I like to be around people. I like to feel people. I like to hear people. I like to smell people. Some of the dynamics of treatment are definitely going to have to be readjusted. Even, you know, the lights of the room, the color of the room. You know, do I put a false backdrop when I’m doing virtual work from home? Do I put up waterfalls and butterflies? Or, do I keep it real and just have a bare white wall?
I guess there’s a lot of things that we’re gonna have to look at as professionals.
Have you seen any benefits or new opportunities in the pandemic?
Like I said, there are definitely improvements in hygiene.
A lot of people like to hug in this field… that touch, that feeling of being connected, that heartbeat to heartbeat type thing has sort of diminished. But, I’ve also seen that people care about each other. It also brings out that humanness. How many times do we hear people say, “Now, stay safe, be careful”?
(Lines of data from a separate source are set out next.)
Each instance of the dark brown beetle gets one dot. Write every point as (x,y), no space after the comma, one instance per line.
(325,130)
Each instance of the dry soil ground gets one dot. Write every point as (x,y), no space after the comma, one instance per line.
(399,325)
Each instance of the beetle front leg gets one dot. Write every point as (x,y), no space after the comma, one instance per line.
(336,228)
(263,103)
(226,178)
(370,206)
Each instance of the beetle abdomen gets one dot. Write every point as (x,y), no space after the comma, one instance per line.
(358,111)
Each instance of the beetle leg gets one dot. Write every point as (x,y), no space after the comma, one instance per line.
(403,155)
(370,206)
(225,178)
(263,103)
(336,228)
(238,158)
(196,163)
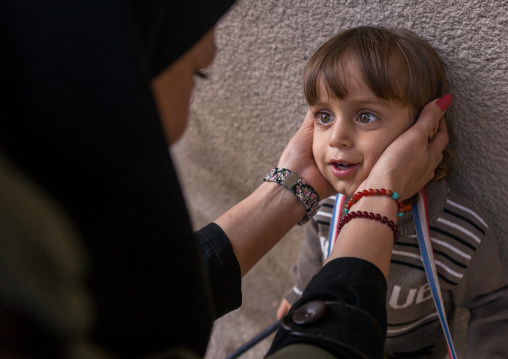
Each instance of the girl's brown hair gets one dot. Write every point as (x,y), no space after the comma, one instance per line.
(396,64)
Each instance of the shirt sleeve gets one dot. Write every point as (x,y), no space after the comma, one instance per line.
(351,320)
(308,263)
(221,268)
(484,292)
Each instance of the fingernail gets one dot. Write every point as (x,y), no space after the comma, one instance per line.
(445,102)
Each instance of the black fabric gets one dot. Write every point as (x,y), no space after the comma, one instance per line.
(165,36)
(354,324)
(78,116)
(222,269)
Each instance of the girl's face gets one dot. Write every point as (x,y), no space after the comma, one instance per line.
(350,134)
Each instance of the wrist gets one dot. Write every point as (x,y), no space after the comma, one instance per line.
(292,182)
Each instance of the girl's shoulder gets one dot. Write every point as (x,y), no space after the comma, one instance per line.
(449,205)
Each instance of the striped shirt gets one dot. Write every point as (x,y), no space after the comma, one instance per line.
(458,227)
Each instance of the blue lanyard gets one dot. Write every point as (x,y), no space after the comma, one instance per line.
(420,216)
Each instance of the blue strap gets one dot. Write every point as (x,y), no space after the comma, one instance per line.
(332,236)
(424,240)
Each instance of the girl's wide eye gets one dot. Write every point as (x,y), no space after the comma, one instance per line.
(367,117)
(324,118)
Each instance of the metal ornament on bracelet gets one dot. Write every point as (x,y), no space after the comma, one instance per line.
(299,187)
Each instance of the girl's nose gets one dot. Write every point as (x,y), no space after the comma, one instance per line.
(342,134)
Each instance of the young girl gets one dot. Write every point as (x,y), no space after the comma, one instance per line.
(365,87)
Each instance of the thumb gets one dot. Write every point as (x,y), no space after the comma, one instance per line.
(429,118)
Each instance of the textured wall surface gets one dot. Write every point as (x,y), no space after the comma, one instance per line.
(243,116)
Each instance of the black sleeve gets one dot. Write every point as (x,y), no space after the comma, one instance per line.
(222,269)
(342,310)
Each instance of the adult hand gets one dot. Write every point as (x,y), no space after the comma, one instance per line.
(409,163)
(298,158)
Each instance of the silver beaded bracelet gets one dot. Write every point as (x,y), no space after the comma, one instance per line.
(299,187)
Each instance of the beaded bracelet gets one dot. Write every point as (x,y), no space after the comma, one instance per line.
(369,215)
(299,187)
(376,192)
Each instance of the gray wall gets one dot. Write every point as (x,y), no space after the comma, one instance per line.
(243,116)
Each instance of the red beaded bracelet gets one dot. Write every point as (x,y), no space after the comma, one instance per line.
(376,192)
(369,215)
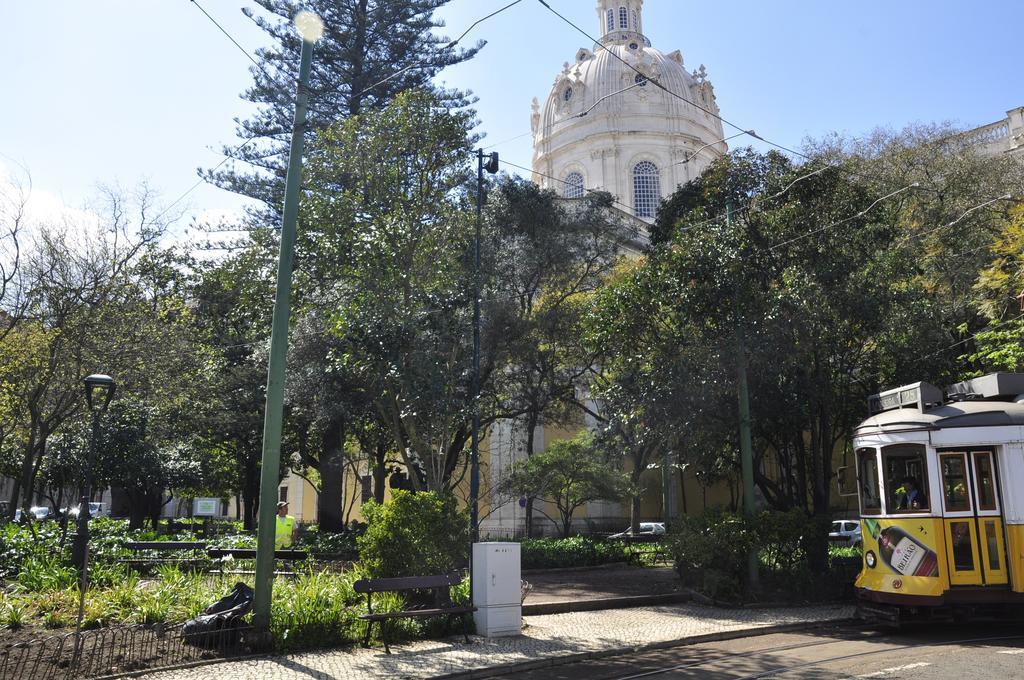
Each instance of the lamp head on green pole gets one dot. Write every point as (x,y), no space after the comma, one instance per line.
(98,391)
(310,26)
It also brings out the sense of selflessness. I think the pandemic has definitely brought out a sense of caring about somebody. We know that the core of addiction is self-centeredness. I think one of the things that the pandemic has brought about is a momentary lapse of that selfishness. We’re concerned about others, we’re concerned about straightening up or cleaning up behind ourselves a little more. We’re not just assigning it to the janitor. People are more mindful… we are more aware of our surroundings and aware of other people.
But also, somebody can have a normal sneeze and everybody freaks out.
If you were able to work on a fantasy project to improve treatment and recovery support, what would it be?
Well, I’m gonna go from my experience and my arena of where I work. Women, and men, do well in prison treatment services. We follow it statistically and they have less recidivism. They have fewer infractions while in treatment services. They also say that even once they complete treatment services and are reintroduced to the regular population that their infraction rates go down… definitely, their violent infraction rates go down.
So, they do well in prison and they do well in treatment, but the big gap is transition.
On the outside, we’re getting all these treatment high schools. One day it’s going to be great when we have Recovery University (you know, like Liberty University) we will have Recovery University.
So, my treatment fantasy would be a do-all treatment facility for criminals, where they serve their time in a dedicated treatment facility. NOT a unit in another facility, but a dedicated treatment facility. Then, during their transition period, sanctioned by the state, they get treatment services, mental health, social work–throughout that transition period as part of their sentence.
I think that would be my fantasy. That’s the treatment that I would want for a person that has to pay their debt to society, but also has the chance to live in a recovery safe zone–even in prison. That’s what I would try.